By Priya Ghosh | FR & MIS Officer
Calcutta Rescue is working on Vermicomposting
Calcutta Rescue has started a pilot project using the humble earthworm to tackle waste and generate employment. Vermicomposting uses worms to turn things like food waste and bedding materials into fertiliser. Slum areas are generally unclean. There are dingy alleys, and narrow spaces, animals roam around, and garbage is dumped anywhere. The waste collection system does not operate. And, due to the pandemic, people in urban slum areas, many of the labourers, have lost work. So Calcutta Rescue decided to plan something that will reduce waste and also provide employment to the slum dwellers. Slum dwellers working on the project will collect waste from nearby cowshed, water hyacinths (an invasive weed) from nearby canals, and waste from local vegetable markets. Currently, these things are being dumped into drains creating blockages that encourage the breeding of mosquitoes and pollute the environment. This project is funded by The Calcutta Electric Supply Corporation Limited (CESC). Calcutta Rescue has built rooms where the composting will take place and is running talks with local people so they understand what the project is for and how it will help them.Firstly the waste materials are collected, then comes a decomposing process where it rots down for a few days. Then it is put inside the composting pits with earthworms where the compost will be created. The whole process takes 40-45 days. Presently 2 female staff have been recruited and 1 male staff will be recruited very soon. If the initial intervention is successful there is plan to make it a long-term project.

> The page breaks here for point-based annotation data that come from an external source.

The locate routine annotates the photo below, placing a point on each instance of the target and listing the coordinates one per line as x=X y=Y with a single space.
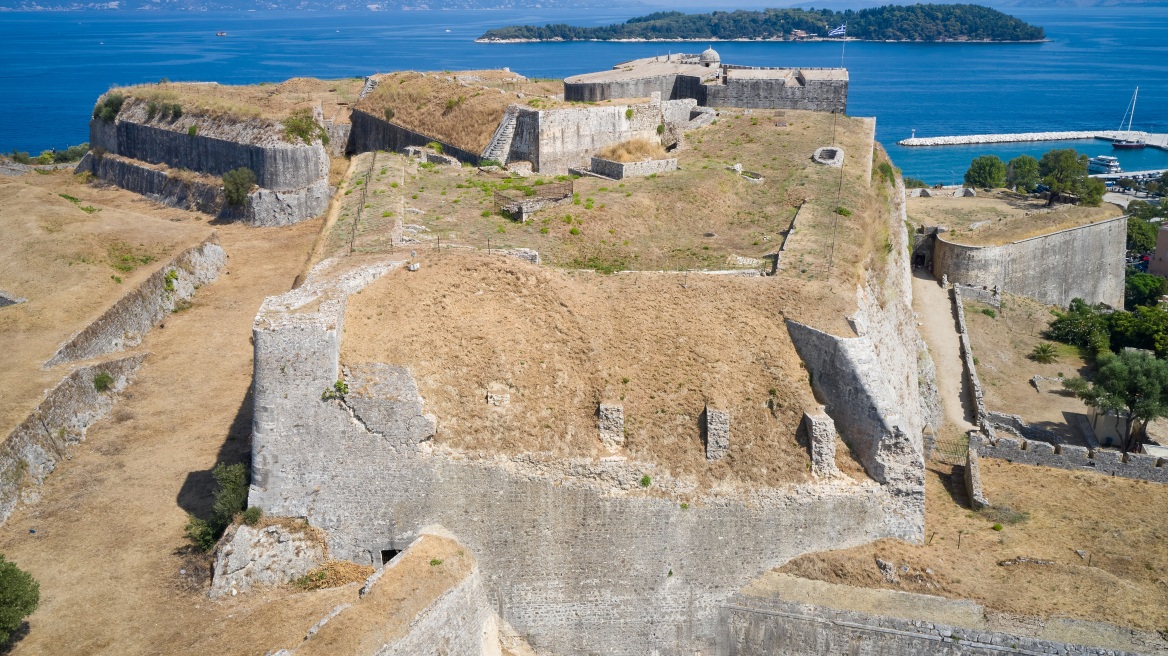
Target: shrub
x=103 y=382
x=1044 y=353
x=252 y=515
x=300 y=125
x=109 y=106
x=237 y=183
x=20 y=594
x=230 y=496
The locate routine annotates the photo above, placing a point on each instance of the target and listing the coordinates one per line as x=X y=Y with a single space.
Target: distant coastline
x=925 y=23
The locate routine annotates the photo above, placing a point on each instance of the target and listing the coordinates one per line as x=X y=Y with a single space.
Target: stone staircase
x=500 y=144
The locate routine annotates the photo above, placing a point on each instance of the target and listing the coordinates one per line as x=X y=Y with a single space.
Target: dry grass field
x=701 y=217
x=71 y=258
x=1000 y=217
x=1044 y=515
x=560 y=342
x=1002 y=344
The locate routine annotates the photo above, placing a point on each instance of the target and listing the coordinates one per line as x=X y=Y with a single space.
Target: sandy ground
x=1045 y=514
x=1002 y=344
x=68 y=264
x=938 y=327
x=560 y=342
x=109 y=539
x=1000 y=217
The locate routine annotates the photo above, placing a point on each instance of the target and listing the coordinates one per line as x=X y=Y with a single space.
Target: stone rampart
x=277 y=166
x=575 y=553
x=373 y=133
x=751 y=626
x=555 y=140
x=620 y=171
x=33 y=449
x=1138 y=466
x=1085 y=263
x=127 y=321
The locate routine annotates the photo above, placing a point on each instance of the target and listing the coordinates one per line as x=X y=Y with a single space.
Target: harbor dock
x=1153 y=140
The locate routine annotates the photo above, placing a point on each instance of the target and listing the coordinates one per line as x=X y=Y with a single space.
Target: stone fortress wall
x=292 y=178
x=714 y=84
x=1085 y=263
x=575 y=553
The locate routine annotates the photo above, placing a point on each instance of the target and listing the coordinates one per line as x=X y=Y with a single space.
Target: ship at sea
x=1128 y=142
x=1104 y=164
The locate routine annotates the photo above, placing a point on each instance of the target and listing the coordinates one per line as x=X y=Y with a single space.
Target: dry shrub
x=633 y=151
x=333 y=573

Gender Equality Survey at Calcutta Rescue Promotes Awareness among boys
Boys at Calcutta Rescue’s education centres have started receiving targeted gender-equality training to help them break the patterns of sexism, domestic abuse and gender-based violence that are endemic in the slum communities where they live.
A Boy's Club has been set up with funding from the Cloverleaf Foundation in the The Netherlands, where 160 male students aged around 10 to 20 are getting the chance to explore and learn about these difficult issues.
Calcutta Rescue has employed a male social worker to deliver the programme. He said, "It is better for the boys to have a man before them discussing social problems. If I explain to them that boys can cry too, for instance, it is easier for them to relate because I express a man's perspective.”